Take a walk back in time with me; WAY back, for some of us – to our first grade classroom. We’re perched on the edge of our minuscule, hard wooden chairs, hands splayed across the graffiti etched surface of the low tabletop before us, eyes sparkling as we eagerly watch the teacher – the ART teacher! – approach us with an array of exciting materials. Bright, primary colors of paint, construction paper, and crayons. Jars of thick, white paste, scooped out with Popsicle sticks into our own individual portions. Squares of fabric, lengths of yarn, sparkly glitter. And then we were free to create! The possibilities were endless, and the end result was sure to earn a place of honor on the fridge or mantel.
If fond memories like these are your most recent attempts at creative endeavors, it’s high time to recreate them!

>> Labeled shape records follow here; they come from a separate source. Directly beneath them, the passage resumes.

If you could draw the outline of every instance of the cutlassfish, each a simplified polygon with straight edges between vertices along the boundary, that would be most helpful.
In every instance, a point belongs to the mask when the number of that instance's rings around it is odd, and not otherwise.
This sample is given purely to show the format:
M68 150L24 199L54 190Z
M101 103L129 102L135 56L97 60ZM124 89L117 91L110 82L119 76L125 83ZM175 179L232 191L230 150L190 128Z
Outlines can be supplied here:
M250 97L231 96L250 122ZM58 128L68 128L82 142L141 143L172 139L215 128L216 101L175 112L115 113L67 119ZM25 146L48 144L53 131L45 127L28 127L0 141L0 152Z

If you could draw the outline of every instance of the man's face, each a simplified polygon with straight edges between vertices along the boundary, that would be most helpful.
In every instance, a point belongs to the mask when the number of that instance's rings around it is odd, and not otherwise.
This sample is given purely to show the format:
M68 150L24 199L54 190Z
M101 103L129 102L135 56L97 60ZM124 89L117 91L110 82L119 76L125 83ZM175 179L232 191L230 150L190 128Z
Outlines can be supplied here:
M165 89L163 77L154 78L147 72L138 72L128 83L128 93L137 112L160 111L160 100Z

I recently shared on a LinkedIn post an article from Senior Planet that discusses the link between creativity and the aging brain, and makes the comparison to the creative process of youth, when our most important task was to PLAY: to learn through our senses, through experimental interaction with the world around us. A process that, sadly, morphs into a much more rigid, structured, self-conscious state of mind. We believe that maturity requires leaving behind playfulness, imagination, creativity. There’s work to be done, deadlines to meet, responsibilities to keep!
And yet, as the years mount up, we have less to prove to the world around us, are more comfortable in our own skin, and can view life from the vantage point of decades of experiences and the lessons learned throughout. And hopefully, we’re settling into a more relaxed approach, one that allows time for deeper development into who we are and who we’d like to be (when we grow up) and to experience the simple joys of creative “play”.

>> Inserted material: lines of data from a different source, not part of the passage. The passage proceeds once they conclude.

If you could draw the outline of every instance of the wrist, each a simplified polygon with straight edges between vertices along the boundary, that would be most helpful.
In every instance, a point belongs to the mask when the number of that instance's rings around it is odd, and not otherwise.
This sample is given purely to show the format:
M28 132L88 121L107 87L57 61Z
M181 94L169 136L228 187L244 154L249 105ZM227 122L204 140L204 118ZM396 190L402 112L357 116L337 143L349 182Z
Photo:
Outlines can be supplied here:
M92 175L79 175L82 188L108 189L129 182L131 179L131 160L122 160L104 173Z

Knowing that creativity and the arts are enormously beneficial throughout aging, I’m determined to immerse myself in them as much as possible, whether that’s touring museums, appreciating the exquisite beauty of my beloved glass art, or creating landscape art of my own in my garden. As Georgia O’Keefe used to say, “I seek to fill space in a beautiful way.” I invite and encourage you to do the same. Just don’t eat the paste.